General Notions

Inter-rater agreement (also known as inter-rater reliability) is a measure of consensus among \(n\) raters in the classification of \(N\) objects in a \(k\) different categories.

In the general case, the rater evalutations can be represented by the reliability data matrix: a \(n \times N\)-matrix \(R\) such that \(R[i,j]\) stores the category selected by the \(i\)-th rater for the \(j\)-th object.

A more succint representation is provided by a \(N \times k\)-matrix \(C\) whose elements \(C[i,j]\) account how many raters evaluated the \(i\)-th object as belonging to the \(j\)-th category. This matrix is the classification matrix.

Whenever the numer of raters is \(2\), i.e., \(n=2\), the rater evaluations can be represented by the agreement matrix: a \(k \times k\)-matrix \(A\) such that \(A[i,j]\) stores the number of objects that are classified at the same time as belonging to the \(i\)-th category by the first rater and to the \(j\)-th category by the second rater.

Bennett, Alpert and Goldstein’s S

Bennett, Alpert and Goldstein’s \(S\) is an inter-rater agreement measure on nominal scale (see [BAG54] and [War12]). It is defined as:

\[S \stackrel{\tiny\text{def}}{=} \frac { k * P_0 - 1 } { k - 1 } \]

where \(P_0\) is the probability of agreement among the raters and \(k\) is the number of different categories in the classification.

Bangdiwala’s B

Bangdiwala’s \(B\) is an inter-rater agreement measure on nominal scale (see [MB97]). It is defined as:

\[B \stackrel{\tiny\text{def}}{=} \frac{\sum_{i} A[i,i]}{\sum_{i} A_{i\cdot}*A_{\cdot{}i}}\]

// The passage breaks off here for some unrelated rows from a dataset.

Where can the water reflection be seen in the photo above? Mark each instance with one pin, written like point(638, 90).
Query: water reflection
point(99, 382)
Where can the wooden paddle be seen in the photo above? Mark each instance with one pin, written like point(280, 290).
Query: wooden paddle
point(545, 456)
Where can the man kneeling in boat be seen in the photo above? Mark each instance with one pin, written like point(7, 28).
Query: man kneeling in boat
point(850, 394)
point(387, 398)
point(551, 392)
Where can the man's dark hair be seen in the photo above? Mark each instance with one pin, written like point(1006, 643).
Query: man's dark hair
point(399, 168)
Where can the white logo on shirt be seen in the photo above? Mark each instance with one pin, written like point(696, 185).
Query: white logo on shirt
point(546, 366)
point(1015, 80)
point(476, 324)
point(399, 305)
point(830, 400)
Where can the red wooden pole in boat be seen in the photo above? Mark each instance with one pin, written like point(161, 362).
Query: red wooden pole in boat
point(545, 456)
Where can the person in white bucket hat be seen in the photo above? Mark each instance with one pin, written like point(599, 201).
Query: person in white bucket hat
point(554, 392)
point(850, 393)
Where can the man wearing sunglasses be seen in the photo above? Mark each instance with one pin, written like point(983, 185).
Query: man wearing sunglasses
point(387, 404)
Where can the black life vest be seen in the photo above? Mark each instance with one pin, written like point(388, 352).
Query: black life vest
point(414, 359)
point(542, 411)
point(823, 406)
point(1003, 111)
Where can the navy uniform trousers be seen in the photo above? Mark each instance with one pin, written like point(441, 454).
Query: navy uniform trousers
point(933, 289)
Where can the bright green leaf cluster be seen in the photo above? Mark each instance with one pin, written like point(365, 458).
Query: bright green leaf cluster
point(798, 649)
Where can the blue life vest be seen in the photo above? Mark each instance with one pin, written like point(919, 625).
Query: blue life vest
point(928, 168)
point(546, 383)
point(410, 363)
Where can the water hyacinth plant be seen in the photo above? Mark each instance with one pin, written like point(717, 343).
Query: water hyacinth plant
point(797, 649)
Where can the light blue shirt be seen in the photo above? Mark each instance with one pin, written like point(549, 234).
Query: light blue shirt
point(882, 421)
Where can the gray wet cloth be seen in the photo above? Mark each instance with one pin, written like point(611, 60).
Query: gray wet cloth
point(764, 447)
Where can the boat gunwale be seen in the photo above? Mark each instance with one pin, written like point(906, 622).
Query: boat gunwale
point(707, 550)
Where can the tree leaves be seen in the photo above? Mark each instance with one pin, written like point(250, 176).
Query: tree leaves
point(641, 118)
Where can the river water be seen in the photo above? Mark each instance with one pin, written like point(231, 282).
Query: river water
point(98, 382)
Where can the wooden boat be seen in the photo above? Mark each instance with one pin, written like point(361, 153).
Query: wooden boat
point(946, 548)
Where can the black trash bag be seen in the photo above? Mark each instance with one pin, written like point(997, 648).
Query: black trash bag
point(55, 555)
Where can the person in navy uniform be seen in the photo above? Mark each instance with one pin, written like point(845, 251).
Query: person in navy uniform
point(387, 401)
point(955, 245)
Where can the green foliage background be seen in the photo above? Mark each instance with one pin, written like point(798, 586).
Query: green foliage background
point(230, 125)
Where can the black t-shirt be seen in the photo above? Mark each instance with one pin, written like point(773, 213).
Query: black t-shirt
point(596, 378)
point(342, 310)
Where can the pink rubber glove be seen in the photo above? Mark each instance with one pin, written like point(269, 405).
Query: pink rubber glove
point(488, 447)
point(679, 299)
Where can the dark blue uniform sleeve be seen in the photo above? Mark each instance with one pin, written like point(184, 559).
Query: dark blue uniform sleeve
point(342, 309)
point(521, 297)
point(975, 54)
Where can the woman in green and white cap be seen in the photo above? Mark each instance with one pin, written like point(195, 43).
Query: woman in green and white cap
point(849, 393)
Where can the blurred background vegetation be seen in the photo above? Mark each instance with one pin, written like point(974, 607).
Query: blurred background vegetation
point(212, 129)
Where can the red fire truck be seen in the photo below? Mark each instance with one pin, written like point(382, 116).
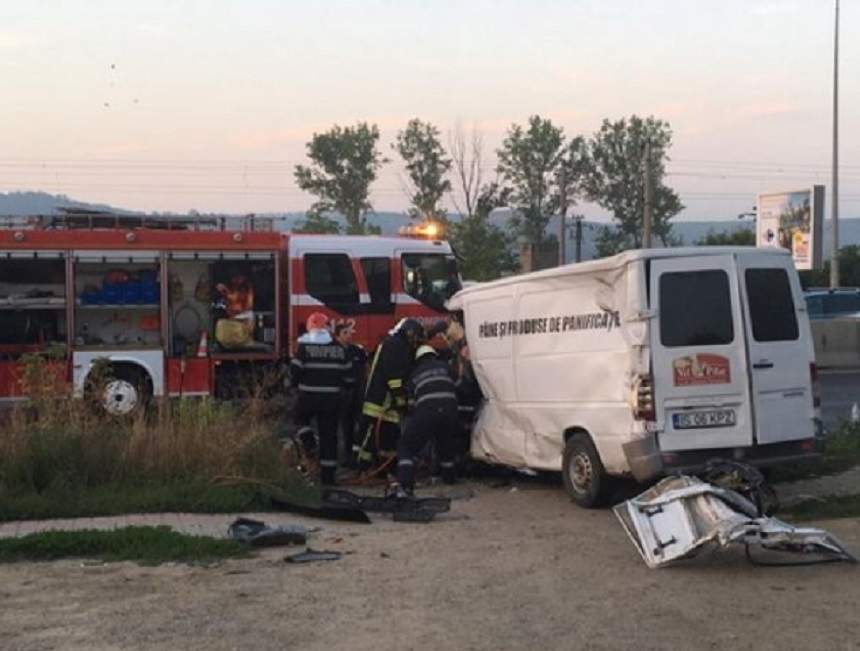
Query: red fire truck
point(185, 310)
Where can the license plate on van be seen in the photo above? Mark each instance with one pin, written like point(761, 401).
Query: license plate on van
point(702, 419)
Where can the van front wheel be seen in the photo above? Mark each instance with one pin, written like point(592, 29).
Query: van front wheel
point(584, 477)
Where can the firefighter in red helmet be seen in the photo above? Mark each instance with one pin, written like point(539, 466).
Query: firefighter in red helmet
point(320, 370)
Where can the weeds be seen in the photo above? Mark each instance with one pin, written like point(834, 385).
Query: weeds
point(57, 446)
point(147, 545)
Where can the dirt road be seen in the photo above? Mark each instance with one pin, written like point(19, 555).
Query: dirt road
point(509, 570)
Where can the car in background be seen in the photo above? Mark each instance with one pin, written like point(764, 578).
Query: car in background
point(824, 303)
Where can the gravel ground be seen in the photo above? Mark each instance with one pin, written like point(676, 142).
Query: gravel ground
point(505, 570)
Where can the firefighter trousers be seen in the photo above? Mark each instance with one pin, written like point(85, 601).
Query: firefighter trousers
point(308, 411)
point(425, 424)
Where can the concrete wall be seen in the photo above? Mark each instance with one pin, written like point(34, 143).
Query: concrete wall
point(837, 342)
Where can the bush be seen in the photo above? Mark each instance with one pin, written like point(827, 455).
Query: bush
point(54, 442)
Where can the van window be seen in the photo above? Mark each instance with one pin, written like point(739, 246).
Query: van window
point(695, 309)
point(377, 274)
point(771, 305)
point(815, 306)
point(330, 279)
point(836, 304)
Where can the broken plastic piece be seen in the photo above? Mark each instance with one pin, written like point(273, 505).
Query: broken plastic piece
point(404, 509)
point(682, 515)
point(328, 512)
point(312, 555)
point(259, 534)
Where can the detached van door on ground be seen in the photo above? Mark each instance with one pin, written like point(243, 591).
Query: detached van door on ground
point(701, 379)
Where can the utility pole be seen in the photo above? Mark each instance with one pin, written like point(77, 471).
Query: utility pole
point(834, 206)
point(648, 217)
point(562, 209)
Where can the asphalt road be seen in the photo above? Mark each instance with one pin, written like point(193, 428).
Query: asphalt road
point(514, 567)
point(839, 391)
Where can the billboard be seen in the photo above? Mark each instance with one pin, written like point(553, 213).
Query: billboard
point(793, 221)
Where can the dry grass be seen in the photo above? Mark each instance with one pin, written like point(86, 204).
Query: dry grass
point(55, 442)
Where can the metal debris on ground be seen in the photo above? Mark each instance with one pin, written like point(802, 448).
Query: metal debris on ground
point(325, 511)
point(681, 516)
point(312, 555)
point(403, 509)
point(259, 534)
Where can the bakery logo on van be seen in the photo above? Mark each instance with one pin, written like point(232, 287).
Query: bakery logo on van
point(701, 369)
point(606, 321)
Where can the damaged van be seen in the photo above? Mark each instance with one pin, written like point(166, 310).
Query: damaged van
point(644, 363)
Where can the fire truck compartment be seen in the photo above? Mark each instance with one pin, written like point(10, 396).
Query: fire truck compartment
point(32, 302)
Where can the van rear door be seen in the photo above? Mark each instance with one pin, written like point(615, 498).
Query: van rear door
point(699, 364)
point(778, 338)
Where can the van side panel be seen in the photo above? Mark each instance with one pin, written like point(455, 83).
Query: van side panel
point(553, 355)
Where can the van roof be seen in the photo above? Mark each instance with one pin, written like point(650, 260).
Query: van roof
point(621, 260)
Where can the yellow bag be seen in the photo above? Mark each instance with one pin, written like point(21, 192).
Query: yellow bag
point(234, 333)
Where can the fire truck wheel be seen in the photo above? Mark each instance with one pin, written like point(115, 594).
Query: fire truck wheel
point(584, 477)
point(126, 393)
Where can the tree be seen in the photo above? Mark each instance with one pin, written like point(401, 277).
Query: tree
point(485, 250)
point(427, 166)
point(528, 162)
point(615, 180)
point(743, 237)
point(318, 223)
point(344, 164)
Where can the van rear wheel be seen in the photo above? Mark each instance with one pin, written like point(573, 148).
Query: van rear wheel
point(584, 477)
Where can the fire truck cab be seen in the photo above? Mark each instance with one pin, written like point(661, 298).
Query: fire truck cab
point(187, 312)
point(368, 283)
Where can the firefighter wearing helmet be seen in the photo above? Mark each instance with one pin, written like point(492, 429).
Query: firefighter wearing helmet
point(385, 397)
point(319, 370)
point(433, 416)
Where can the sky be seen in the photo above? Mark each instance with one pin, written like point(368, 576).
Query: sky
point(208, 105)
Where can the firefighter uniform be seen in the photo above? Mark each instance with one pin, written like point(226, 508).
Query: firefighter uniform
point(354, 395)
point(434, 416)
point(385, 397)
point(320, 371)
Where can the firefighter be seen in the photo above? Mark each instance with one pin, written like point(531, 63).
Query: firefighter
point(320, 371)
point(385, 398)
point(354, 393)
point(433, 417)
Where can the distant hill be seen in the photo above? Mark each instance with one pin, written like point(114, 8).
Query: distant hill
point(690, 232)
point(42, 203)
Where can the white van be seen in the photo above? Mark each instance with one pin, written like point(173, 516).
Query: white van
point(643, 363)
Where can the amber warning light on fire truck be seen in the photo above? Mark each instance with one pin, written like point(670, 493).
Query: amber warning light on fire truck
point(428, 230)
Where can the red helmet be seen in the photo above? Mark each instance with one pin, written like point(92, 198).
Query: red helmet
point(317, 321)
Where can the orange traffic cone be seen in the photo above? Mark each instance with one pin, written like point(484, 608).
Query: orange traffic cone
point(203, 346)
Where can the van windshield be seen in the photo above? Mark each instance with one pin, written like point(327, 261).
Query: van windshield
point(695, 309)
point(431, 278)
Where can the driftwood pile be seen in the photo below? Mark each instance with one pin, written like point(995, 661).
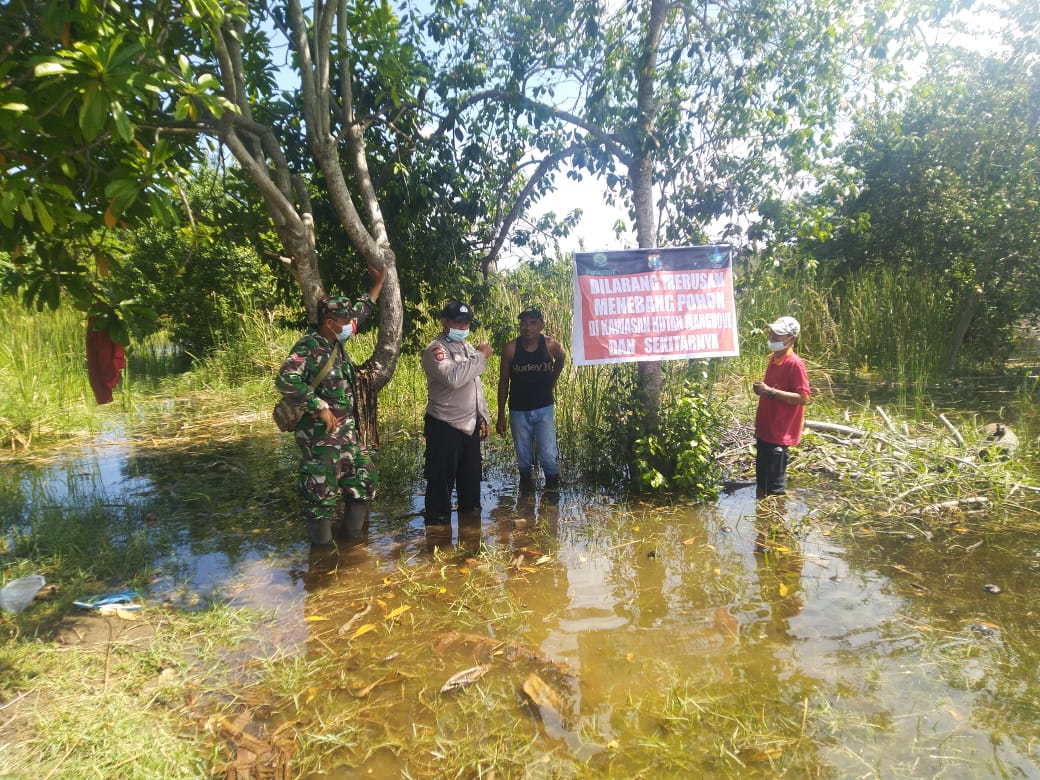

where \(A_{i\cdot}\) and \(A_{\cdot{}i}\) are the sums of the elements in the \(i\)-th row and \(i\)-th column of the matrix \(A\), respectively.

Cohen’s Kappa

Cohen’s \(\kappa\) is an inter-rater agreement measure on nominal scale (see [Coh60]). It is defined as:

\[\kappa \stackrel{\tiny\text{def}}{=} \frac{P_0-P_e}{1-P_e}\]

where \(P_0\) is the probability of agreement among the raters and \(P_e\) is the agreement probability by chance.

Scott’s Pi

Scott’s \(\pi\) is an inter-rater agreement measure on nominal scale (see [Sco55]). Similarly to Cohen’s \(\kappa\), it is defined as:

\[\pi \stackrel{\tiny\text{def}}{=} \frac{P_0-P_e}{1-P_e}\]

where \(P_0\) is the probability of agreement among the raters (as in Cohen’s \(\kappa\)) and \(P_e\) is the sum of the squared joint proportions (whereas it is the sum of the squared geometric means of marginal proportions in Cohen’s \(\kappa\)). In particular, the joint proportions are the arithmetic means of the marginal proportions.

Yule’s Y

Yule’s \(Y\) (see [Yul12]), sometime called coefficient of colligation, measures the relation between two binary random variables (i.e., it can be computed exclusively on \(2 \times 2\) agreement matrices). It is defined as:

\[Y \stackrel{\tiny\text{def}}{=} \frac{\sqrt{\text{OR}}-1}{\sqrt{\text{OR}}+1}\]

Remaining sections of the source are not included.